Scraped job postings data do not capture everything education leaders and policymakers need to know. Job postings data don’t show the share of teachers working out-of-field or with emergency credentials, or illuminate trends in teacher retention, diversity, or quality. However, the data can serve as an important accompaniment to traditional data collection.
Many states are currently investing millions of dollars to support new pathways into the teaching profession; scraped data could steer investment toward subject area and school types most in need of new teachers. Incentives such as loan forgiveness, bonuses, housing stipends, and salary boosts could also be directed toward districts that struggle to hire sufficient staff. Such policies have helped address shortages in the past; for example, in Hawaii, a $10,000 bonus program for new special education teachers reduced vacancies by 32 percent, research by one of us (Roddy Theobald) has found. States could also use scraped data to coordinate with undergraduate institutions to recruit students in shortage areas like STEM to pursue a teaching credential. Additionally, typical counts of unfilled classroom jobs tend to overemphasize the shortage of elementary teachers, which are the largest share of the workforce, and understate the immediate needs for special education and STEM teachers, who are employed in smaller numbers overall.

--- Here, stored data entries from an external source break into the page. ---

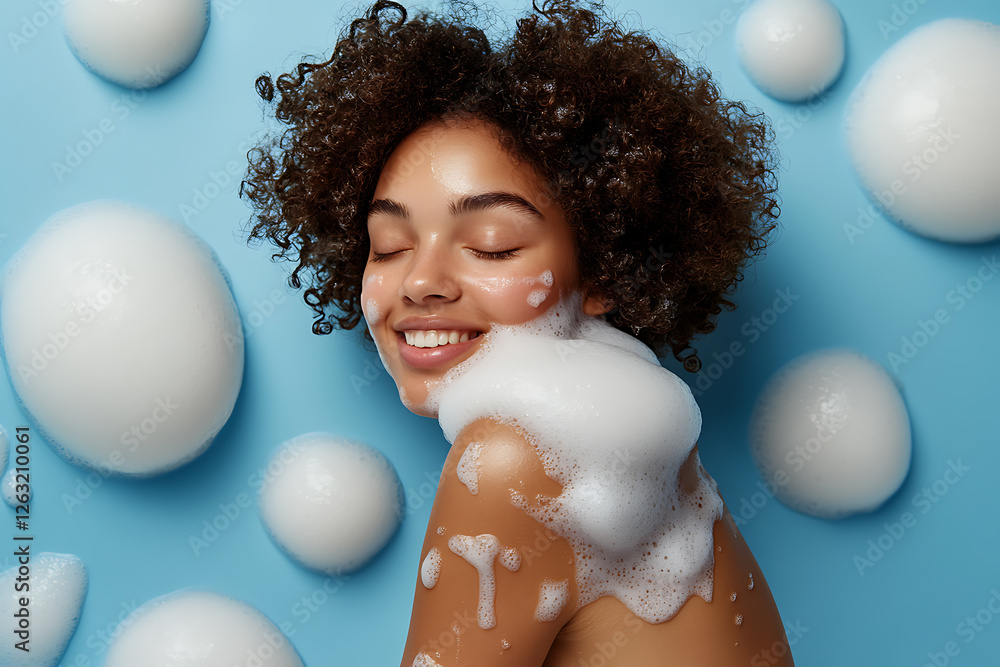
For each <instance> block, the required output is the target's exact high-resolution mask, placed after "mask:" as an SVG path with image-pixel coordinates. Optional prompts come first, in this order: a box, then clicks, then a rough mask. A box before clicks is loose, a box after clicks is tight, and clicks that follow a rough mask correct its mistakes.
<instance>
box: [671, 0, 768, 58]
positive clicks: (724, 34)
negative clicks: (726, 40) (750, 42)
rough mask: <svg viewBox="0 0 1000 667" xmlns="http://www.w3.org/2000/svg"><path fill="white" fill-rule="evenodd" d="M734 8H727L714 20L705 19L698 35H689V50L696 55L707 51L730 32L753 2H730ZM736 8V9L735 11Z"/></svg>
mask: <svg viewBox="0 0 1000 667" xmlns="http://www.w3.org/2000/svg"><path fill="white" fill-rule="evenodd" d="M730 2H731V4H732V5H733V7H727V8H725V9H723V10H722V11H721V12H719V14H718V16H716V17H715V18H713V19H705V20H704V21H702V22H701V26H702V30H699V31H698V32H696V33H693V34H691V33H689V34H688V35H686V37H687V48H688V49H690V50H691V51H692V52H694V53H698V52H700V51H701V50H702V49H707V48H708V47H710V46H711V45H712V44H714V43H715V41H716V40H717V39H719V38H720V37H722V36H723V35H725V34H726V32H728V31H729V27H730V26H732V25H735V23H736V22H737V21H738V20H739V18H740V14H742V13H743V10H744V9H746V8H747V7H749V6H750V3H751V2H752V0H730ZM734 8H735V9H734Z"/></svg>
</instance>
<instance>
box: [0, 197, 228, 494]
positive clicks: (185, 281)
mask: <svg viewBox="0 0 1000 667" xmlns="http://www.w3.org/2000/svg"><path fill="white" fill-rule="evenodd" d="M0 332H2V335H3V349H4V354H5V356H6V361H7V368H8V371H9V373H10V378H11V383H12V384H13V386H14V389H15V391H16V392H17V395H18V398H19V400H20V401H21V403H22V404H23V406H24V408H25V410H26V411H27V412H28V413H30V414H31V416H32V417H33V419H34V420H35V422H36V423H37V424H38V426H39V429H40V430H41V431H42V433H43V434H44V435H45V437H46V439H47V440H48V441H49V442H50V443H52V444H53V445H54V446H55V448H56V449H57V451H59V453H60V454H62V455H63V456H65V457H66V458H67V459H69V460H70V461H72V462H74V463H79V464H83V465H86V466H89V467H93V468H98V469H101V470H103V471H105V472H107V473H115V474H123V475H151V474H156V473H160V472H164V471H166V470H170V469H172V468H176V467H177V466H179V465H181V464H183V463H185V462H187V461H190V460H191V459H193V458H194V457H196V456H197V455H198V454H200V453H201V452H202V451H204V450H205V448H206V447H208V445H209V444H210V443H211V441H212V439H213V438H214V437H215V435H216V434H217V433H218V432H219V430H220V429H221V428H222V426H223V425H224V424H225V422H226V420H227V419H228V418H229V415H230V414H231V412H232V410H233V405H234V404H235V402H236V396H237V394H238V393H239V388H240V383H241V382H242V378H243V334H242V327H241V323H240V318H239V313H238V312H237V310H236V304H235V302H234V301H233V296H232V294H231V293H230V291H229V286H228V284H227V282H226V278H225V275H224V274H223V271H222V269H221V267H220V266H219V264H218V262H217V259H216V258H215V255H214V254H213V252H212V250H211V249H210V248H209V247H208V245H206V244H205V242H204V241H202V240H201V239H200V238H198V237H197V236H196V235H195V234H194V232H192V231H190V230H189V229H188V228H187V227H185V226H184V225H181V224H179V223H176V222H173V221H171V220H169V219H167V218H164V217H162V216H160V215H157V214H155V213H152V212H150V211H146V210H144V209H141V208H138V207H135V206H131V205H128V204H124V203H121V202H114V201H98V202H91V203H89V204H82V205H80V206H75V207H72V208H69V209H66V210H64V211H61V212H59V213H57V214H55V215H54V216H52V218H50V219H49V220H48V221H46V222H45V224H43V225H42V226H41V228H40V229H39V230H38V231H36V232H35V234H34V235H33V236H32V237H31V238H29V239H28V241H27V242H26V243H25V245H24V247H23V248H21V249H20V250H19V251H18V252H17V253H16V254H15V255H14V257H13V258H12V259H11V261H10V262H9V264H8V265H7V269H6V272H5V276H4V284H3V293H2V304H0Z"/></svg>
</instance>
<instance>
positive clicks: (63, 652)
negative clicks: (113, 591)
mask: <svg viewBox="0 0 1000 667" xmlns="http://www.w3.org/2000/svg"><path fill="white" fill-rule="evenodd" d="M24 544H27V543H24ZM28 567H29V568H30V574H29V575H28V579H27V580H26V579H25V576H24V574H23V573H22V572H20V571H19V568H20V565H15V566H14V567H12V568H10V569H9V570H6V571H4V572H3V574H0V591H2V594H0V618H3V619H4V625H6V626H7V628H8V629H7V631H6V632H5V633H4V634H5V635H7V636H6V637H4V639H3V641H2V642H0V665H3V666H4V667H56V665H58V664H59V659H60V658H62V655H63V653H65V651H66V646H67V645H69V640H70V639H71V638H72V637H73V633H74V632H76V626H77V624H78V623H79V621H80V610H81V608H82V607H83V600H84V598H85V597H86V596H87V568H86V567H84V565H83V561H82V560H80V559H79V558H77V557H76V556H73V555H70V554H56V553H47V552H42V553H40V554H37V555H35V556H33V557H32V559H31V563H30V564H29V566H28ZM19 577H20V581H18V578H19ZM23 583H28V584H30V589H28V590H25V589H21V590H18V589H15V585H16V584H23ZM24 597H27V598H29V602H28V606H27V609H28V614H29V617H28V619H29V622H30V627H29V628H28V633H29V635H28V637H27V638H28V639H29V641H28V642H27V644H26V646H27V647H28V648H29V649H30V650H29V651H28V652H25V651H21V650H20V649H18V648H17V647H16V645H15V644H16V643H17V642H20V641H22V640H23V639H24V637H19V636H18V635H17V634H16V633H15V632H14V630H15V629H17V628H16V625H17V622H18V618H19V617H17V616H15V614H17V613H21V609H22V608H23V607H22V605H21V604H20V599H21V598H24Z"/></svg>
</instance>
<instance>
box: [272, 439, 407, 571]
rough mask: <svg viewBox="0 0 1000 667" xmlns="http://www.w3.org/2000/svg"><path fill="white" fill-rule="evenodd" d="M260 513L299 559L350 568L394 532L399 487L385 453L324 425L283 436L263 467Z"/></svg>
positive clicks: (335, 570)
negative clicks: (281, 439)
mask: <svg viewBox="0 0 1000 667" xmlns="http://www.w3.org/2000/svg"><path fill="white" fill-rule="evenodd" d="M260 514H261V518H262V519H263V521H264V524H265V526H266V527H267V530H268V531H269V532H270V534H271V536H272V537H273V538H274V540H275V541H276V542H277V543H278V544H279V545H280V546H281V547H282V548H283V549H284V550H285V551H286V552H287V553H288V554H289V555H290V556H292V557H293V558H294V559H295V560H297V561H299V562H300V563H301V564H303V565H305V566H306V567H309V568H312V569H315V570H321V571H324V572H329V573H332V574H336V573H341V572H349V571H351V570H356V569H358V568H360V567H362V566H363V565H364V564H365V563H367V562H368V561H369V560H370V559H371V558H372V557H373V556H374V555H375V554H377V553H378V552H379V551H380V550H381V549H382V548H383V547H384V546H385V545H386V544H387V543H388V542H389V539H390V538H391V537H392V536H393V534H394V533H395V532H396V528H397V527H398V526H399V522H400V520H401V518H402V514H403V490H402V486H401V485H400V483H399V478H398V477H397V476H396V470H395V468H393V466H392V464H391V463H390V462H389V460H388V459H386V458H385V456H383V455H382V454H381V453H380V452H379V451H377V450H375V449H373V448H372V447H369V446H368V445H365V444H362V443H358V442H352V441H349V440H343V439H341V438H337V437H336V436H334V435H331V434H329V433H307V434H305V435H301V436H298V437H296V438H293V439H291V440H289V441H287V442H285V443H283V444H282V445H281V446H280V447H279V448H278V450H277V452H275V454H274V456H273V457H272V459H271V461H270V463H269V464H268V467H267V478H266V480H265V484H264V486H263V487H262V488H261V493H260Z"/></svg>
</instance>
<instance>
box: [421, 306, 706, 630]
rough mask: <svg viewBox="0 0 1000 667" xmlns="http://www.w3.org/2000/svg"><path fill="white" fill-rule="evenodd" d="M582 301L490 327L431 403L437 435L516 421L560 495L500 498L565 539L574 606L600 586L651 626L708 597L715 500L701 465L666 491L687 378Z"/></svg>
mask: <svg viewBox="0 0 1000 667" xmlns="http://www.w3.org/2000/svg"><path fill="white" fill-rule="evenodd" d="M581 303H582V297H581V294H580V293H579V292H577V293H575V294H573V295H572V296H571V297H569V298H567V299H566V300H564V301H563V302H561V303H559V304H557V305H556V306H554V307H553V308H552V309H551V310H549V311H548V312H546V313H545V314H544V315H543V316H542V317H539V318H537V319H535V320H533V321H531V322H529V323H527V324H524V325H518V326H500V325H496V326H494V327H493V328H492V329H491V330H490V331H489V332H488V334H486V339H485V340H484V342H483V344H482V345H481V347H480V349H479V350H478V351H477V353H476V354H475V355H473V356H472V357H471V358H470V359H468V360H466V361H465V362H463V363H462V364H460V365H459V366H457V367H456V368H454V369H452V371H450V372H449V374H448V375H447V376H446V378H445V379H444V381H442V383H440V385H439V386H437V387H436V391H435V392H434V394H433V395H432V396H431V399H430V401H431V403H432V404H433V405H434V406H435V407H436V408H437V411H438V416H439V420H440V423H441V427H442V429H443V430H444V433H445V437H446V438H447V439H448V440H449V441H450V442H454V441H455V438H456V437H457V436H458V434H459V432H460V431H461V430H462V428H464V427H465V426H466V425H468V424H470V423H472V422H473V421H474V420H476V419H478V418H482V417H490V418H494V419H497V420H499V421H506V422H515V423H516V424H517V425H518V426H519V427H520V428H521V429H522V430H523V431H524V432H526V433H527V434H528V436H529V438H530V439H531V440H532V442H533V444H534V445H535V447H536V448H537V450H538V452H539V455H540V456H541V459H542V463H543V465H544V466H545V471H546V473H547V474H548V475H549V476H550V477H551V478H552V479H554V480H555V481H557V482H558V483H559V484H561V485H562V493H561V494H560V495H559V496H558V497H557V498H555V499H552V501H551V502H548V503H540V504H537V505H536V504H532V503H533V502H534V500H531V501H529V500H528V499H525V498H521V497H519V496H517V495H516V494H514V495H513V497H512V501H513V502H514V503H515V504H517V505H518V506H520V507H522V508H523V509H524V510H525V511H526V512H528V513H529V514H530V515H531V516H533V517H535V518H536V519H538V520H539V521H541V522H543V523H544V524H546V525H547V526H548V527H549V528H550V529H552V530H553V531H554V532H556V533H557V534H559V535H562V536H563V537H565V538H566V539H567V540H568V541H569V542H570V544H571V545H572V546H573V549H574V552H575V554H576V557H577V564H578V569H577V584H578V588H579V591H580V599H579V604H580V605H581V606H582V605H585V604H588V603H589V602H592V601H593V600H596V599H598V598H600V597H602V596H604V595H613V596H615V597H616V598H618V599H619V600H621V601H622V602H623V603H624V604H625V605H626V606H627V607H628V608H629V609H630V610H631V611H632V612H633V613H635V614H636V615H638V616H640V617H642V618H644V619H645V620H647V621H649V622H652V623H656V622H660V621H663V620H666V619H667V618H670V617H671V616H672V615H673V614H674V613H676V611H677V610H678V609H679V608H680V607H681V605H682V604H683V603H684V601H685V600H687V598H688V597H690V596H691V595H700V596H702V597H703V598H705V599H706V600H709V601H710V600H711V596H712V567H713V562H714V561H713V553H712V544H713V540H712V529H713V525H714V522H715V521H716V520H717V519H719V518H720V517H721V514H722V500H721V499H720V498H719V496H718V492H717V490H716V488H715V485H714V482H712V480H711V479H710V478H709V477H708V476H707V474H705V473H704V470H703V469H702V468H701V466H700V464H698V466H697V470H698V473H699V480H698V484H697V488H696V489H695V490H694V491H692V492H690V493H687V494H686V493H684V492H682V490H681V489H680V488H679V470H680V467H681V465H682V464H683V463H684V461H685V460H686V459H687V458H688V456H689V455H690V454H691V450H692V448H693V447H694V445H695V442H696V440H697V438H698V434H699V432H700V430H701V413H700V411H699V409H698V406H697V404H696V403H695V401H694V398H693V396H692V395H691V392H690V390H689V389H688V387H687V385H686V384H684V383H683V382H682V381H681V380H680V379H679V378H678V377H677V376H675V375H674V374H673V373H671V372H669V371H667V370H666V369H664V368H663V367H661V366H660V365H659V362H658V361H657V359H656V355H655V354H654V353H653V352H652V350H650V349H649V348H648V347H646V346H645V345H643V344H642V343H641V342H640V341H638V340H637V339H635V338H634V337H632V336H629V335H627V334H625V333H622V332H620V331H618V330H617V329H614V328H613V327H612V326H611V325H609V324H607V323H606V322H605V321H604V320H602V319H598V318H592V317H586V316H584V315H582V311H581Z"/></svg>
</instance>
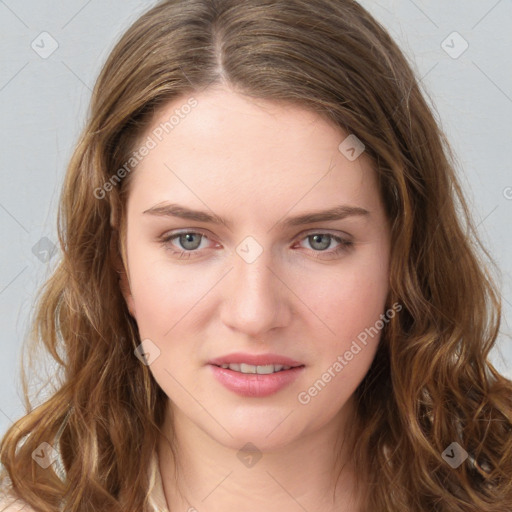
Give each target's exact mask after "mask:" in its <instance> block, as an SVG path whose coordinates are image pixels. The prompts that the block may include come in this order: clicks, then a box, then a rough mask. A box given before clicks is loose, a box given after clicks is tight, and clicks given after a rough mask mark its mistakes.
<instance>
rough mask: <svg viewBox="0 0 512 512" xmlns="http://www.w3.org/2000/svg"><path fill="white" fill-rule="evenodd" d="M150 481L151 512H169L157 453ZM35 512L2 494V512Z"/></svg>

Common sense and job postings data tell us that teacher shortages are multifaceted and complex. There are multiple, distinct challenges to bring credentialed educators into the classroom based on subject area and school type, and hiring enough qualified candidates will require a variety of inputs and incentives. Web scraped job postings data highlight inequities in teacher demand and supply that go beyond what is captured in administrative data, and they appear to be a valid signal of district and school hiring needs. This low-cost, timely method of data collection can provide vital information to policymakers and educators who hope to address systemic inequities in public schools.
Dan Goldhaber is director of the Center for Analysis of Longitudinal Data in Education Research (CALDER) at the American Institutes for Research and director of the Center for Education Data & Research at the University of Washington, where Maia Goodman Young is research manager and Grace Falken is a research consultant. Roddy Theobald is managing researcher and deputy director of CALDER at the American Institutes for Research.